The aim of this paper is to design computationally-efficient and optimal algorithms for the online and stochastic exp-concave optimization settings. Typical algorithms for these settings, such as the Online Newton Step (ONS), can guarantee a $O(d\ln T)$ bound on their regret after $T$ rounds, where $d$ is the dimension of the feasible set. However, such algorithms perform so-called generalized projections whenever their iterates step outside the feasible set. Such generalized projections require $\Omega(d^3)$ arithmetic operations even for simple sets such a Euclidean ball, making the total runtime of ONS of order $d^3 T$ after $T$ rounds, in the worst-case. In this paper, we side-step generalized projections by using a self-concordant barrier as a regularizer to compute the Newton steps. This ensures that the iterates are always within the feasible set without requiring projections. This approach still requires the computation of the inverse of the Hessian of the barrier at every step. However, using the stability properties of the Newton steps, we show that the inverse of the Hessians can be efficiently approximated via Taylor expansions for most rounds, resulting in a $O(d^2 T +d^\omega \sqrt{T})$ total computational complexity, where $\omega$ is the exponent of matrix multiplication. In the stochastic setting, we show that this translates into a $O(d^3/\epsilon)$ computational complexity for finding an $\epsilon$-suboptimal point, answering an open question by Koren 2013. We first show these new results for the simple case where the feasible set is a Euclidean ball. Then, to move to general convex set, we use a reduction to Online Convex Optimization over the Euclidean ball. Our final algorithm can be viewed as a more efficient version of ONS.

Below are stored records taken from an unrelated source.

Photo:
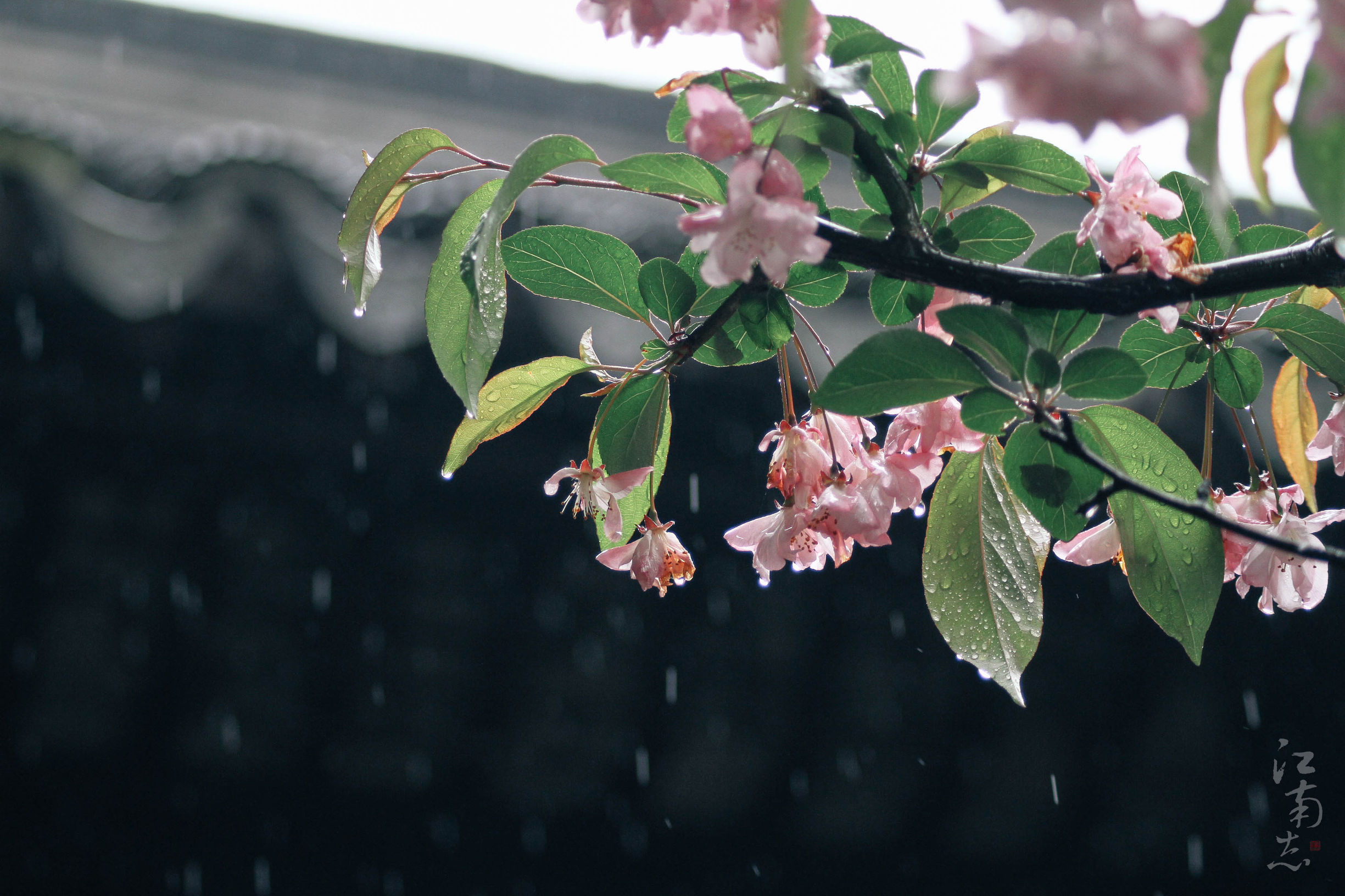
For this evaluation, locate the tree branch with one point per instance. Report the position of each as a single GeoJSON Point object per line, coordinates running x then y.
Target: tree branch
{"type": "Point", "coordinates": [1316, 263]}
{"type": "Point", "coordinates": [1065, 438]}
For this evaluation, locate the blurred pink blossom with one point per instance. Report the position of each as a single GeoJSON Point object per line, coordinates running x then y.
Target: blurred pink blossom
{"type": "Point", "coordinates": [717, 128]}
{"type": "Point", "coordinates": [1104, 62]}
{"type": "Point", "coordinates": [766, 221]}
{"type": "Point", "coordinates": [1331, 439]}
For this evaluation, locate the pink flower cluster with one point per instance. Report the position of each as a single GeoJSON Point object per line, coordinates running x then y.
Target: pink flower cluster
{"type": "Point", "coordinates": [1119, 226]}
{"type": "Point", "coordinates": [766, 219]}
{"type": "Point", "coordinates": [1103, 61]}
{"type": "Point", "coordinates": [1289, 580]}
{"type": "Point", "coordinates": [657, 559]}
{"type": "Point", "coordinates": [841, 489]}
{"type": "Point", "coordinates": [1286, 580]}
{"type": "Point", "coordinates": [756, 20]}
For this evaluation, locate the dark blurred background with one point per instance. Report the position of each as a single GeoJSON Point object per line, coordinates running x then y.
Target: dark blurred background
{"type": "Point", "coordinates": [255, 645]}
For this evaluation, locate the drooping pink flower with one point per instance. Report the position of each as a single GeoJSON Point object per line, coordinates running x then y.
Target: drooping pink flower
{"type": "Point", "coordinates": [801, 462]}
{"type": "Point", "coordinates": [766, 220]}
{"type": "Point", "coordinates": [1286, 580]}
{"type": "Point", "coordinates": [655, 560]}
{"type": "Point", "coordinates": [717, 128]}
{"type": "Point", "coordinates": [780, 539]}
{"type": "Point", "coordinates": [1331, 439]}
{"type": "Point", "coordinates": [1106, 62]}
{"type": "Point", "coordinates": [652, 19]}
{"type": "Point", "coordinates": [849, 514]}
{"type": "Point", "coordinates": [595, 493]}
{"type": "Point", "coordinates": [841, 434]}
{"type": "Point", "coordinates": [759, 23]}
{"type": "Point", "coordinates": [1091, 547]}
{"type": "Point", "coordinates": [945, 299]}
{"type": "Point", "coordinates": [930, 428]}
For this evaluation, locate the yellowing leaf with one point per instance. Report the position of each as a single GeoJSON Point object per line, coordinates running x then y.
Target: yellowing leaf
{"type": "Point", "coordinates": [1294, 417]}
{"type": "Point", "coordinates": [1265, 127]}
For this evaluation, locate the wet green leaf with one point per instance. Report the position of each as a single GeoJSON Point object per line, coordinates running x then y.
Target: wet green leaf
{"type": "Point", "coordinates": [981, 568]}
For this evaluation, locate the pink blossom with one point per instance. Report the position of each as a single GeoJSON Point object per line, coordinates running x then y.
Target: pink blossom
{"type": "Point", "coordinates": [840, 435]}
{"type": "Point", "coordinates": [778, 540]}
{"type": "Point", "coordinates": [945, 299]}
{"type": "Point", "coordinates": [1118, 224]}
{"type": "Point", "coordinates": [759, 23]}
{"type": "Point", "coordinates": [801, 462]}
{"type": "Point", "coordinates": [1091, 547]}
{"type": "Point", "coordinates": [1331, 439]}
{"type": "Point", "coordinates": [766, 220]}
{"type": "Point", "coordinates": [1286, 580]}
{"type": "Point", "coordinates": [654, 18]}
{"type": "Point", "coordinates": [849, 513]}
{"type": "Point", "coordinates": [596, 493]}
{"type": "Point", "coordinates": [655, 560]}
{"type": "Point", "coordinates": [933, 427]}
{"type": "Point", "coordinates": [717, 128]}
{"type": "Point", "coordinates": [1115, 64]}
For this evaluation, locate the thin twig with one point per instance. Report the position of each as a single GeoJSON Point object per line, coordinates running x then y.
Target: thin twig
{"type": "Point", "coordinates": [1065, 436]}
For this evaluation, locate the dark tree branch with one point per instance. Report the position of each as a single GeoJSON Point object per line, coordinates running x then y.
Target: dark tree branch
{"type": "Point", "coordinates": [1314, 263]}
{"type": "Point", "coordinates": [1065, 438]}
{"type": "Point", "coordinates": [909, 255]}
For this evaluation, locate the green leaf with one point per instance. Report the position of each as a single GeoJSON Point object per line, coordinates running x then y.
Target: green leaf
{"type": "Point", "coordinates": [989, 411]}
{"type": "Point", "coordinates": [1317, 338]}
{"type": "Point", "coordinates": [481, 267]}
{"type": "Point", "coordinates": [1319, 138]}
{"type": "Point", "coordinates": [990, 233]}
{"type": "Point", "coordinates": [992, 333]}
{"type": "Point", "coordinates": [981, 574]}
{"type": "Point", "coordinates": [1061, 332]}
{"type": "Point", "coordinates": [1236, 374]}
{"type": "Point", "coordinates": [1175, 562]}
{"type": "Point", "coordinates": [1103, 373]}
{"type": "Point", "coordinates": [1172, 360]}
{"type": "Point", "coordinates": [863, 221]}
{"type": "Point", "coordinates": [507, 400]}
{"type": "Point", "coordinates": [869, 190]}
{"type": "Point", "coordinates": [863, 45]}
{"type": "Point", "coordinates": [628, 422]}
{"type": "Point", "coordinates": [358, 240]}
{"type": "Point", "coordinates": [706, 298]}
{"type": "Point", "coordinates": [817, 285]}
{"type": "Point", "coordinates": [448, 305]}
{"type": "Point", "coordinates": [935, 115]}
{"type": "Point", "coordinates": [676, 172]}
{"type": "Point", "coordinates": [897, 302]}
{"type": "Point", "coordinates": [894, 369]}
{"type": "Point", "coordinates": [957, 194]}
{"type": "Point", "coordinates": [1263, 238]}
{"type": "Point", "coordinates": [732, 346]}
{"type": "Point", "coordinates": [637, 505]}
{"type": "Point", "coordinates": [1050, 482]}
{"type": "Point", "coordinates": [1218, 35]}
{"type": "Point", "coordinates": [583, 265]}
{"type": "Point", "coordinates": [811, 162]}
{"type": "Point", "coordinates": [1195, 219]}
{"type": "Point", "coordinates": [1043, 371]}
{"type": "Point", "coordinates": [767, 318]}
{"type": "Point", "coordinates": [740, 82]}
{"type": "Point", "coordinates": [667, 291]}
{"type": "Point", "coordinates": [806, 124]}
{"type": "Point", "coordinates": [1026, 163]}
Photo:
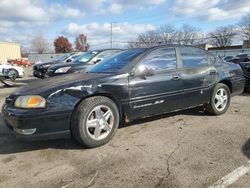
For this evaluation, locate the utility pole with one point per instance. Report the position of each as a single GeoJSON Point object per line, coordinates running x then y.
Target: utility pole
{"type": "Point", "coordinates": [111, 34]}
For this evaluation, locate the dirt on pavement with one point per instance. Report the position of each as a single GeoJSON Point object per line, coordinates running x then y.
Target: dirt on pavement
{"type": "Point", "coordinates": [184, 149]}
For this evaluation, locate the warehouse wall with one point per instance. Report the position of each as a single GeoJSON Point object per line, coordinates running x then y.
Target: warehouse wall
{"type": "Point", "coordinates": [46, 57]}
{"type": "Point", "coordinates": [9, 51]}
{"type": "Point", "coordinates": [233, 52]}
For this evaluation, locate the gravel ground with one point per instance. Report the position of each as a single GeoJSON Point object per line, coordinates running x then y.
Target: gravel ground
{"type": "Point", "coordinates": [184, 149]}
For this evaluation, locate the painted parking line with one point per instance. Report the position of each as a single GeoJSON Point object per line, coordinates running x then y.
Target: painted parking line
{"type": "Point", "coordinates": [232, 177]}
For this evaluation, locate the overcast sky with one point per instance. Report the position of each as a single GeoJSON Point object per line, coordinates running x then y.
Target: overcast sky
{"type": "Point", "coordinates": [20, 20]}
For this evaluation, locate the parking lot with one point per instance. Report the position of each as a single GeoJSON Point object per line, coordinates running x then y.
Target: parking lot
{"type": "Point", "coordinates": [184, 149]}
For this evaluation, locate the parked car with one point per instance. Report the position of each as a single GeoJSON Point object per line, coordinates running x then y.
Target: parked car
{"type": "Point", "coordinates": [240, 58]}
{"type": "Point", "coordinates": [135, 83]}
{"type": "Point", "coordinates": [20, 62]}
{"type": "Point", "coordinates": [40, 69]}
{"type": "Point", "coordinates": [12, 70]}
{"type": "Point", "coordinates": [246, 71]}
{"type": "Point", "coordinates": [83, 62]}
{"type": "Point", "coordinates": [227, 58]}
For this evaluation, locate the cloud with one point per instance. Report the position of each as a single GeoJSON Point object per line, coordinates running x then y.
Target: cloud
{"type": "Point", "coordinates": [22, 11]}
{"type": "Point", "coordinates": [99, 34]}
{"type": "Point", "coordinates": [212, 10]}
{"type": "Point", "coordinates": [59, 11]}
{"type": "Point", "coordinates": [114, 6]}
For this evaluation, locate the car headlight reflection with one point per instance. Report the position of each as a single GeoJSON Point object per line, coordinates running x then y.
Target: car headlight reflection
{"type": "Point", "coordinates": [62, 70]}
{"type": "Point", "coordinates": [30, 101]}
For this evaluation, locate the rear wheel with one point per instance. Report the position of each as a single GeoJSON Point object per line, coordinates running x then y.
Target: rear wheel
{"type": "Point", "coordinates": [220, 100]}
{"type": "Point", "coordinates": [13, 74]}
{"type": "Point", "coordinates": [95, 121]}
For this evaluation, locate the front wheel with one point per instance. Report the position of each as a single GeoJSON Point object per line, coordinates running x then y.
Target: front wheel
{"type": "Point", "coordinates": [95, 121]}
{"type": "Point", "coordinates": [220, 100]}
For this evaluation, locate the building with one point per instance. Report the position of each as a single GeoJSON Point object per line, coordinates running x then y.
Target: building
{"type": "Point", "coordinates": [9, 50]}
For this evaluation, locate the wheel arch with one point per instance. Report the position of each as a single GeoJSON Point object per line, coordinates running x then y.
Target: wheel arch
{"type": "Point", "coordinates": [108, 95]}
{"type": "Point", "coordinates": [228, 83]}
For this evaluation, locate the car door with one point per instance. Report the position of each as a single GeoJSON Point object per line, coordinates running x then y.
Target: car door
{"type": "Point", "coordinates": [199, 75]}
{"type": "Point", "coordinates": [159, 89]}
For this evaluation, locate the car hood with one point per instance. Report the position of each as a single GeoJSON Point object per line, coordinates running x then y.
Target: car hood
{"type": "Point", "coordinates": [47, 86]}
{"type": "Point", "coordinates": [47, 63]}
{"type": "Point", "coordinates": [60, 65]}
{"type": "Point", "coordinates": [245, 64]}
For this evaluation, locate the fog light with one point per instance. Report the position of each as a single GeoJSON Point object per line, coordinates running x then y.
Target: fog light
{"type": "Point", "coordinates": [25, 131]}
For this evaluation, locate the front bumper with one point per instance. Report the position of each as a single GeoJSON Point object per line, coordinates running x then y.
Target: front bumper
{"type": "Point", "coordinates": [247, 85]}
{"type": "Point", "coordinates": [37, 124]}
{"type": "Point", "coordinates": [38, 74]}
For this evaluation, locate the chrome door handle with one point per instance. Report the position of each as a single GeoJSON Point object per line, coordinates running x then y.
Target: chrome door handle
{"type": "Point", "coordinates": [176, 77]}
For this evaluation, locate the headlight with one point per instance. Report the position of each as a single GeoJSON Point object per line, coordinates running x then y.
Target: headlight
{"type": "Point", "coordinates": [30, 101]}
{"type": "Point", "coordinates": [46, 66]}
{"type": "Point", "coordinates": [62, 70]}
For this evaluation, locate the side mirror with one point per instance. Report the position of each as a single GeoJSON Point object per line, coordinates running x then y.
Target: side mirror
{"type": "Point", "coordinates": [97, 60]}
{"type": "Point", "coordinates": [143, 71]}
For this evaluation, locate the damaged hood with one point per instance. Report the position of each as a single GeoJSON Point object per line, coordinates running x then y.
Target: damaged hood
{"type": "Point", "coordinates": [49, 85]}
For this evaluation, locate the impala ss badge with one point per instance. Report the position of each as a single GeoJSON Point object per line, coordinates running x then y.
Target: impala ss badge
{"type": "Point", "coordinates": [148, 104]}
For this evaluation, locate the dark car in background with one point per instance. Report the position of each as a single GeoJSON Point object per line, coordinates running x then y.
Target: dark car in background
{"type": "Point", "coordinates": [244, 61]}
{"type": "Point", "coordinates": [83, 62]}
{"type": "Point", "coordinates": [40, 69]}
{"type": "Point", "coordinates": [240, 58]}
{"type": "Point", "coordinates": [135, 83]}
{"type": "Point", "coordinates": [227, 58]}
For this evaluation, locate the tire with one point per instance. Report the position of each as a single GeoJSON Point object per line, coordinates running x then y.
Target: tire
{"type": "Point", "coordinates": [13, 74]}
{"type": "Point", "coordinates": [95, 121]}
{"type": "Point", "coordinates": [219, 101]}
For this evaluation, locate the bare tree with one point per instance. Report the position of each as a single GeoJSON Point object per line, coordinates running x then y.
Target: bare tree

翻译：摘要：本文旨在针对在线与随机exp-concave优化场景设计计算高效且最优的算法。针对此类场景的典型算法（如在线牛顿步算法ONS）可保证经过T轮迭代后遗憾界为$O(d\ln T)$，其中$d$为可行集维度。然而，此类算法在迭代步超出可行集时需执行所谓广义投影操作。即使对于欧几里得球等简单集合，这类广义投影也需要$\Omega(d^3)$次算术运算，导致ONS算法在最坏情况下经过T轮迭代的总运行时间达到$d^3 T$阶。本文通过使用自和谐障碍函数作为正则化器计算牛顿步，从而绕开广义投影。该方法确保迭代点始终落在可行集内而无需投影。该方案仍需要在每步计算障碍函数海森矩阵的逆。然而，利用牛顿步的稳定性性质，我们证明大多数轮次中可通过泰勒展开有效近似海森矩阵的逆，从而将总计算复杂度降至$O(d^2 T + d^\omega \sqrt{T})$，其中$\omega$为矩阵乘法指数。在随机场景下，该复杂度转化为寻找$\epsilon$-次优点所需的$O(d^3/\epsilon)$计算量，解答了Koren（2013）提出的开放性问题。我们首先针对可行集为欧几里得球的简单情形证明这些新结果。随后，为推广至一般凸集，我们采用了一种归约至欧几里得球上的在线凸优化方法。最终算法可视为ONS的一种更高效率版本。